Законных детей у Потемкина не было. Единственным его ребенком считают уже упоминавшуюся Елизавету Темкину, которая была дочерью не то самой Екатерины II, не то какой-нибудь придворной дамы.
В 1787 году началась новая война с Турцией, планы которой Потемкин лелеял уже давно. Но поначалу русские войска терпели неудачи: турки отбили атаки на крепость Очаков. Потемкин пришел в самое унылое состояние духа и в письмах к Екатерине намекал на возможность самоубийства или ухода в монастырь. Твердому духу его державной подруги следует приписать то обстоятельство, что Потемкин в конце концов преодолел свой душевный кризис. Хотя до самого конца войны он так и не смог действовать решительно и мешал делать это своим подчиненным генералу Суворову и морскому капитану Ушакову.
Возможно, что уже сказывалась болезнь печени, развившаяся у Потемкина из-за неумеренного потребления изысканных блюд и вин. Тем не менее, когда Суворов в декабре 1790 года взял Измаил, Потемкин устремился в Петербург – получать почести за эту победу Суворова.
Там Потемкину не понравилось, что императрица завела роман с Платоном Зубовым – молодым человеком на 38 лет моложе государыни. Дело было не в возрастной разнице, а в том, что Потемкин чрезвычайно низко оценивал Зубова, в чем был совершенно прав. За годы фаворитизма Зубова армия и управление в России дошли до состояния полнейшего распада. Сам же он был легкомысленным, беспринципным и жестоким человеком, что впоследствии и доказал, участвуя в хладнокровном убийстве императора Павла. Но если Потемкину раньше удалось свалить таких фаворитов императрицы, как Завадовский, Семен Зорич и Иван Римский-Корсаков, то с Зубовым такая интрига не удалась. Потемкин удалился на юг – вести переговоры с Турцией.
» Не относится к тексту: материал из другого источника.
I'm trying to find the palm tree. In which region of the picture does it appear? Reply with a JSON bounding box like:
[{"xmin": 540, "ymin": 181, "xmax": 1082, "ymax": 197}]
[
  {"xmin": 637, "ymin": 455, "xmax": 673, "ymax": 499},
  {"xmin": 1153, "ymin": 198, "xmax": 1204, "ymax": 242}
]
Мирный договор уже был почти подготовлен. Стоит только сожалеть, что в награду за все военные победы России Потемкин удовлетворился лишь полоской земли между Южным Бугом и Днестром, где вскоре была основана Одесса. Но в разгар мирных переговоров усилилась болезнь Потемкина. Как пишут, это была «желчная горячка» – очевидно, острый холецистит. Потемкин хотел, чтобы его отвезли в полюбившуюся ему Тавриду, но в самом начале пути он скончался 5 октября 1791 года.
Потемкин благодаря фавору императрицы стал самым богатым человеком в России. Размер состояния тогда определялся числом рабов, находившихся в собственности, а Потемкин владел десятками тысяч душ крестьян в Великороссии и на Украине. Его полный титул в начале 1780-х годов почти не уступал размером полному титулованию российских монархов:
«Ея Императорского Величества Самодержицы Всероссийской, Великомилостивой Государыни моей генерал-аншеф, Главнокомандующий сухопутными Ея Императорского величества Войсками в Крыму и Южных Российской империи губерниях расположенных, флотами, плавающими в Черном, Азовском и Каспийском морях, всею легкой конницей, Донским войском и всеми иррегулярными, Государственной Военной Коллегии Вице-Президент, Екатеринославский, Астраханский, Саратовский генерал-губернатор, Ея Величества генерал-адъютант, Действующий Камергер, Кавалергардского Корпуса поручик, Лейб-Гвардии Преображенского полка подполковник, Новотроицкого Кирасирского полка Шеф, над войсками генерал-инспектор, и орденов Российских Св. Андрея Первозванного, Св. Александра Невского, Военного Св. Великомученика Георгия и Св. равноапостольного князя Владимира – больших крестов, Королевско-Прусского – Чёрного орла, Датского – Слона, Шведского – Серафима, Польского – Белого орла и Св. Станислава и Великокняжеского Голстинского – Св. Анны – кавалер, Граф Григорей Александрович Потемкин Таврический Священныя Римския империи князь»[18].
Потемкин был больше льстивый царедворец, чем государственный организатор, что вполне естественно для фаворитизма, особенно когда монарх – женщина. Однако он значительно превосходил по своим способностям всех фаворитов прежних времен, о которых мы уже рассказали, и больше них сделал полезного для России. Уму и вкусу Екатерины II следует приписать то счастливое обстоятельство, что в друзья всей жизни она выбрала далеко не худшего из российских вельмож.